A drug for fixing a crucial defective protein in cystic fibrosis improved patients' lung function and sweat chloride levels, according to early results from a small randomized study.
The investigational oral drug, VX-770, is still in phase II trials. But preliminary findings in 20 patients—particularly the impact on sweat chloride levels—are drawing cautious optimism.
“These [results] are an extraordinary endorsement of our hypothesis—that small molecules can correct the basic defect and affect the clinical indicators of cystic fibrosis,” said Robert J. Beall, Ph.D., president and CEO of the Cystic Fibrosis Foundation, in a statement.
VX-770 targets defective Cystic Fibrosis Transmembrane Conductance Regulator (CFTR) proteins in sweat duct epithelial cells. Dysfunctional CFTR proteins are believed to cause the fluid and salt imbalance that characterizes CF patients' airways.

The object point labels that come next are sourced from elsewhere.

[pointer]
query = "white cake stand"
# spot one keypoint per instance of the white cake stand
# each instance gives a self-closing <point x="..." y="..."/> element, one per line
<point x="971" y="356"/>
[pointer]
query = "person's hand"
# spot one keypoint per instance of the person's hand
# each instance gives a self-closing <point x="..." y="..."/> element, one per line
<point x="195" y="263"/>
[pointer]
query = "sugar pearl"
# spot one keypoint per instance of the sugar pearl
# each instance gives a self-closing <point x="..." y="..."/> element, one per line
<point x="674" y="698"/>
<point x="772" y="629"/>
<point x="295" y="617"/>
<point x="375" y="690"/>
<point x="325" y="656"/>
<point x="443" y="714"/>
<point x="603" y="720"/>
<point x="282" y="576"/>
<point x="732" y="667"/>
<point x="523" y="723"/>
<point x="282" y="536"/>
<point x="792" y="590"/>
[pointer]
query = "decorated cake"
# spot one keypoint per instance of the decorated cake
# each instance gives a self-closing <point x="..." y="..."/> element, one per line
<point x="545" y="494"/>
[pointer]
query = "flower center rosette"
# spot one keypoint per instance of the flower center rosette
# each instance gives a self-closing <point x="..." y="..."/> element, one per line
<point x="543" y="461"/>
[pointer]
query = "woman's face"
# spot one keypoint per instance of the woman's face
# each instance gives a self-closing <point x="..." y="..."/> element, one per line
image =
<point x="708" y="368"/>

The first part of the phase IIa trial included 20 patients who carry the G551D mutation in the CFTR gene. About 4% of CF patients in the United States carry the G551D mutation. Patients participated in two 14-day treatment periods. In addition to standard CF therapies, they received either placebo or one of three VX-770 dosage levels during each 14-day period.
At the end of 14 days, patients who received the highest dose of VX-770 (150 mg twice daily) experienced an average 10.1% increase in forced expiratory volume in 1 second (FEV1), compared with an average FEV1 decrease of less than 1% in placebo patients.

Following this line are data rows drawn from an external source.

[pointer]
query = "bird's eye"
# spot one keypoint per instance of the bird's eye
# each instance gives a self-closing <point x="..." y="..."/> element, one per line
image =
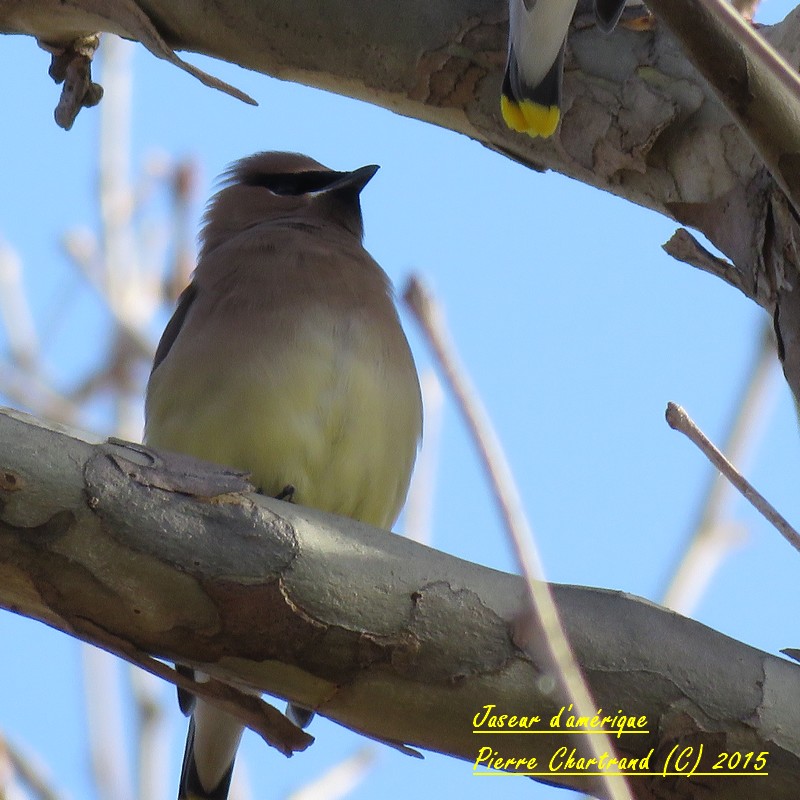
<point x="294" y="183"/>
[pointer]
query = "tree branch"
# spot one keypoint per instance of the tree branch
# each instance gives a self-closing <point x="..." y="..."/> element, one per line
<point x="639" y="120"/>
<point x="114" y="543"/>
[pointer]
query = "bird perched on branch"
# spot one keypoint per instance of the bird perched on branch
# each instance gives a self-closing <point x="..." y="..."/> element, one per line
<point x="285" y="358"/>
<point x="530" y="99"/>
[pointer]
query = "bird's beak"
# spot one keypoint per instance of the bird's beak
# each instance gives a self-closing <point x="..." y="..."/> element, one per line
<point x="357" y="179"/>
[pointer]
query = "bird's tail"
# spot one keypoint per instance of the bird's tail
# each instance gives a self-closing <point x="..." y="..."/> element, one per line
<point x="211" y="745"/>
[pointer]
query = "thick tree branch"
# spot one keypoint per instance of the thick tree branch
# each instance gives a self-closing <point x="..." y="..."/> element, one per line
<point x="639" y="121"/>
<point x="115" y="543"/>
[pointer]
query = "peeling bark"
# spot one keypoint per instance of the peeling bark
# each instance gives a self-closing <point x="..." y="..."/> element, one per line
<point x="115" y="543"/>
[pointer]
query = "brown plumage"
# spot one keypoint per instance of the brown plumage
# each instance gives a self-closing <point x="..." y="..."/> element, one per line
<point x="286" y="358"/>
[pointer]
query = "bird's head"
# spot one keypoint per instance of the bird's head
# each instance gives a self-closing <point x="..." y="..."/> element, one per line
<point x="274" y="185"/>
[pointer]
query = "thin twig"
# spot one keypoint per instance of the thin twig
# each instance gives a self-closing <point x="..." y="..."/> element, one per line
<point x="713" y="537"/>
<point x="543" y="606"/>
<point x="29" y="770"/>
<point x="679" y="420"/>
<point x="419" y="505"/>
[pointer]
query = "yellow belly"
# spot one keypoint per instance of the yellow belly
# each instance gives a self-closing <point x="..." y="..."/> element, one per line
<point x="325" y="414"/>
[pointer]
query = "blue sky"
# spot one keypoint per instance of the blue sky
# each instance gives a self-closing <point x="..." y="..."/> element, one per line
<point x="576" y="327"/>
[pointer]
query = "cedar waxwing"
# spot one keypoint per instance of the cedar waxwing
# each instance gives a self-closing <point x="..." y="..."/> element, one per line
<point x="530" y="99"/>
<point x="285" y="358"/>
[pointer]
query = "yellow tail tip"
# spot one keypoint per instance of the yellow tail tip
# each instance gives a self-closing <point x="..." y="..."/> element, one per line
<point x="529" y="117"/>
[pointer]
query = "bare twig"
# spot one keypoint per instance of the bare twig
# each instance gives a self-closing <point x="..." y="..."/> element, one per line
<point x="543" y="607"/>
<point x="419" y="506"/>
<point x="712" y="536"/>
<point x="679" y="420"/>
<point x="29" y="770"/>
<point x="15" y="309"/>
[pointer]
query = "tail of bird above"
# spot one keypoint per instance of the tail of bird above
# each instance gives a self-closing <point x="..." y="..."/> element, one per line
<point x="530" y="97"/>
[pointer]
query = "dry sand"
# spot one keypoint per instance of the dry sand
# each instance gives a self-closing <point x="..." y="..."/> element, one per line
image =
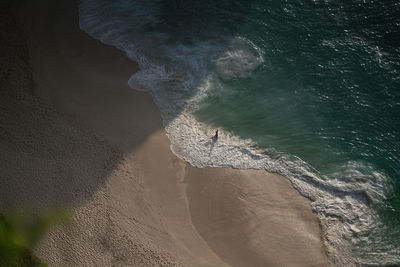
<point x="73" y="134"/>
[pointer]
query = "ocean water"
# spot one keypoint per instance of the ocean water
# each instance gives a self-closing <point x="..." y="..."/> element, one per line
<point x="307" y="89"/>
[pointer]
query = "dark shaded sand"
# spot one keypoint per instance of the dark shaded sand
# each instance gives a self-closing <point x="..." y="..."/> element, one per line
<point x="74" y="135"/>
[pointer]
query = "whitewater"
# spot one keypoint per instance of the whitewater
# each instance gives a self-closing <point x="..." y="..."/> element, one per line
<point x="181" y="75"/>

For patients on high-dose VX-770, sweat chloride levels fell from an average 95.5 mmol/L at baseline to 53.2 mmol/L after 14 days of treatment. Patients on placebo had no significant change in sweat chloride levels. Sweat chloride levels for CF patients typically are greater than 60 mmol/L, compared with normal values of less than 40 mmol/L in people without CF. The adverse events rate was similar between the groups. One patient had two serious adverse events, which researchers deemed were not related to VX-770.
The second stage of the drug's phase IIa trial is slated to begin later this year, and will enroll 16 patients for 28 days of randomized, placebo-controlled treatment. A phase IIb trial may begin in 2009, said the foundation. Vertex Pharmaceutical Inc. is developing VX-770 and a second compound, VX-809, with funding support from the Cystic Fibrosis Foundation.